# csvcheck

Analyze a CSV file and produce column-level statistics. This is typically the first step when working with a new data set, helping you understand the structure, column names, and data characteristics before writing mapping files.

**Aliases:** `csv_c`, `csv_check`

## Usage

```shell
mdwint csvcheck <file> [options]
```

## Arguments

| Argument | Required | Description |
|----------|----------|-------------|
| `<file>` | Yes | Path to the CSV file to analyze |

## Options

| Option | Description | Default |
|--------|-------------|---------|
| `-f, --file <filepath>` | Alternate way to specify the CSV file path | -- |
| `-o, --output <filepath>` | Output file path for the statistics JSON | `./CSV-Stats-<filename>.json` |
| `-r, --records` | Include all parsed records in the output statistics object | `false` |
| `-q, --quotedelimiter <char>` | The quote delimiter character for CSV parsing | `"` |

## Output Format

The command writes a JSON file containing the following structure:

```json
{
  "RowCount": 100,
  "ColumnCount": 8,
  "Headers": ["id", "name", "email", "age", "city", "state", "zip", "joined"],
  "FirstRow": { "id": "1", "name": "Alice Smith", "..." : "..." },
  "LastRow": { "id": "100", "name": "Bob Jones", "..." : "..." },
  "ColumnStatistics": {
    "id": { "Count": 100, "EmptyCount": 0, "NumericCount": 100, "FirstValue": "1", "LastValue": "100" },
    "name": { "Count": 100, "EmptyCount": 2, "NumericCount": 0, "FirstValue": "Alice Smith", "LastValue": "Bob Jones" }
  }
}
```

| Field | Description |
|-------|-------------|
| `RowCount` | Total number of data rows (excluding header) |
| `ColumnCount` | Number of columns detected |
| `Headers` | Array of column header names |
| `FirstRow` | The first data record as a key-value object |
| `LastRow` | The last data record as a key-value object |
| `ColumnStatistics` | Per-column statistics including count, empty count, numeric count, first value, and last value |

When the `-r` flag is used, an additional `Records` property is included containing every parsed row.

## Console Output

In addition to writing the statistics file, the command prints a summary to the console:

```
Parsing CSV file [./data/books.csv]...
...CSV parser completed, examined 100 rows of data.
...Found 8 columns in the CSV file.
...Writing statistics to file [./CSV-Stats-books.csv.json]...
...Statistics written.
Summary: 100 rows, 8 columns in [./data/books.csv].
  Headers: id, name, email, age, city, state, zip, joined
  First Row: {"id":"1","name":"Alice Smith",...}
  Last Row: {"id":"100","name":"Bob Jones",...}
  Column Statistics:
    -> [id]: {"Count":100,"EmptyCount":0,"NumericCount":100,...}
    -> [name]: {"Count":100,"EmptyCount":2,"NumericCount":0,...}
```

## Examples

### Basic CSV analysis

```shell
mdwint csvcheck ./data/books.csv
```

Writes statistics to `./CSV-Stats-books.csv.json`.

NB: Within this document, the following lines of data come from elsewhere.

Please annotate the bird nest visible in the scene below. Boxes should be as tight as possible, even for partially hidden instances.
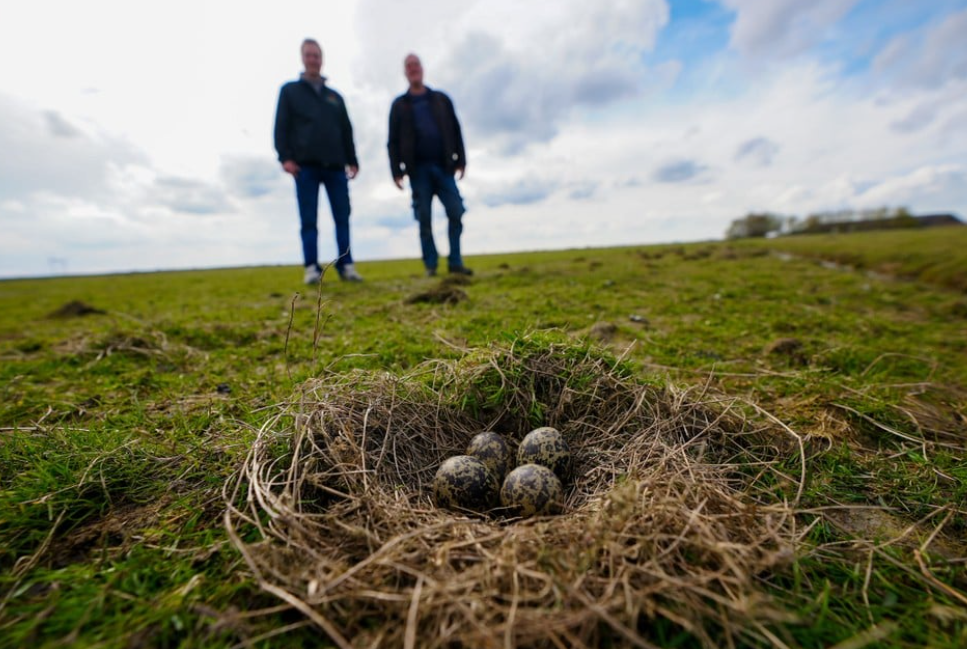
[225,336,796,647]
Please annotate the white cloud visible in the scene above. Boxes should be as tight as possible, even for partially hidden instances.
[720,0,859,61]
[0,0,967,276]
[873,9,967,89]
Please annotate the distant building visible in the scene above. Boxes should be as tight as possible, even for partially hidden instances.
[913,214,964,228]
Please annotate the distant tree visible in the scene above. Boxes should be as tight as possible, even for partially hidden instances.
[725,212,784,239]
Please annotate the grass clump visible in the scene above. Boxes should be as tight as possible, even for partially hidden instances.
[226,336,796,647]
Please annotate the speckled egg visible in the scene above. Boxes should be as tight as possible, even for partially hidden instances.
[500,464,564,516]
[517,426,571,482]
[433,455,500,512]
[467,431,514,482]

### Specify an output file

```shell
mdwint csvcheck ./data/books.csv -o ./output/book-stats.json
```

### Include all records in the output

```shell
mdwint csvcheck ./data/users.csv -r -o ./output/user-stats-full.json
```

This is useful for debugging or when you want to inspect the fully parsed data alongside the statistics.

### Using the alias

```shell
mdwint csv_check ./data/products.csv -o product-stats.json
```

## Tips

- Run `csvcheck` before writing a mapping file. The `Headers` array in the output tells you the exact column names to reference in your `{~D:Record.<column>~}` templates.
- The `ColumnStatistics` can help identify which columns contain numeric data, which have empty values, and which might be good candidates for GUID generation.
- Use the `-r` flag sparingly on large files, as it embeds every record in the output JSON.
- If your CSV uses a non-standard quote character, pass it with `-q`. For example, `-q "'"` for single-quoted fields.